When asked after the tournament what is was like to play in the majors, Fowler told ESPN’s Ian O’Connor, “It doesn’t feel like a big stage. It feels like I should be here.”

In the fourth and final major that season, he finished tied for third at the PGA Championship. Again, nothing about Fowler’s game seemed off over the 72-hole span at Valhalla but he was simply outplayed by Rory McIlroy.

Fowler started the 2015 major championship season with a solid T-12 at The Masters but then missed the cut at the U.S. Open and tied for 30th at The Open Championship, the same position he would find himself at the conclusion of the PGA Championship.

2016 seemed to bring the same storyline. He had a good year overall but just didn’t show up for the majors. Fowler missed the cut at the Masters and U.S. Open, struggling off the tee and really didn’t have a good sense of direction with his iron play. The one positive aspect during those two tournaments would be his short game. His chipping and bunker play was good, but again, his irons and driver held him back. He was never in contention at either The Open Championship or the PGA, finishing with a T-46 and a T-33, respectively.

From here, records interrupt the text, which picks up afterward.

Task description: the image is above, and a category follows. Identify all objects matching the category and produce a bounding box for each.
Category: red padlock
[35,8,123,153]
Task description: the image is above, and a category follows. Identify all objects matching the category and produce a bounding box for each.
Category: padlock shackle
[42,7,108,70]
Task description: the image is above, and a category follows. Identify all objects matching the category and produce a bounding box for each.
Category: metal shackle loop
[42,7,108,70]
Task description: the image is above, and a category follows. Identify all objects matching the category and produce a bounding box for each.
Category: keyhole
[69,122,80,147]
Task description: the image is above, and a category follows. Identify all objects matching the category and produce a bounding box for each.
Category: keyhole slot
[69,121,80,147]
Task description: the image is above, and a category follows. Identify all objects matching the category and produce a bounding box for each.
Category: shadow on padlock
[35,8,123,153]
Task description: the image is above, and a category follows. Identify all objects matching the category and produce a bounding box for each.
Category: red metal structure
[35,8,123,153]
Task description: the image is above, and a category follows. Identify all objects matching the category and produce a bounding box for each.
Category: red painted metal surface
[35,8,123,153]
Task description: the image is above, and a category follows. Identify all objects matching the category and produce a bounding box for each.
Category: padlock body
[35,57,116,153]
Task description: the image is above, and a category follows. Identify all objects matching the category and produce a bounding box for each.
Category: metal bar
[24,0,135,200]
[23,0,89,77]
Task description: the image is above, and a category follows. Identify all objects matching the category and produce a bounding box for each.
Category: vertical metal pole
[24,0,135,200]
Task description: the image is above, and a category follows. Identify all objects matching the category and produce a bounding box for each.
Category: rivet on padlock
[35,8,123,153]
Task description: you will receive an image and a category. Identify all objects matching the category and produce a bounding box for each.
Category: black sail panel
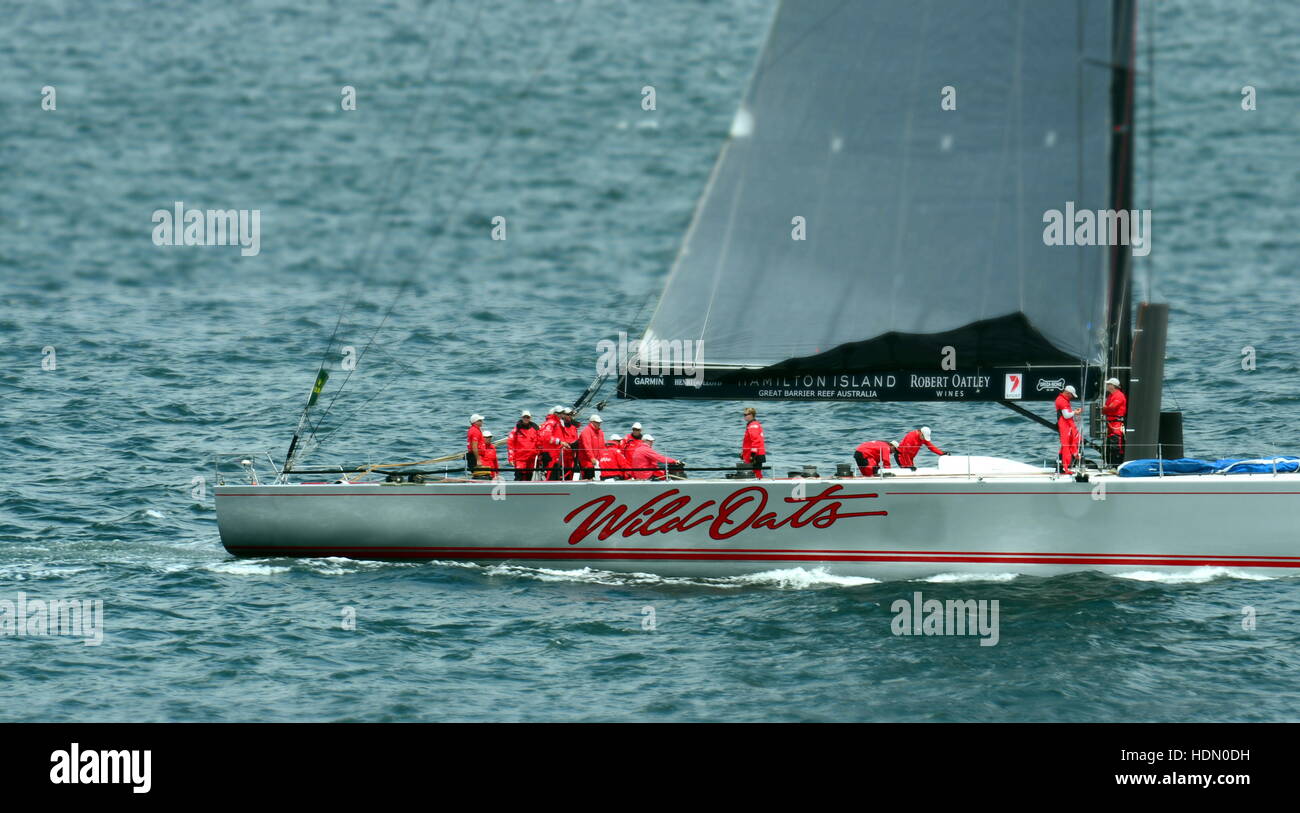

Rickie Fowler has played some of the best golf of his young career in 2017 with five top-five finishes, including a win at The Honda Classic but much like it was with Phil Mickelson years ago, he just hasn’t been able to snag that major championship. But like Mickelson, who eventually broke through and now owns five major titles, the pieces are all there. Fowler can only hope he can put them all together for four straight days at a major championship. He’ll take his next shot beginning July 20 at The Open Championship from Royal Birkdale.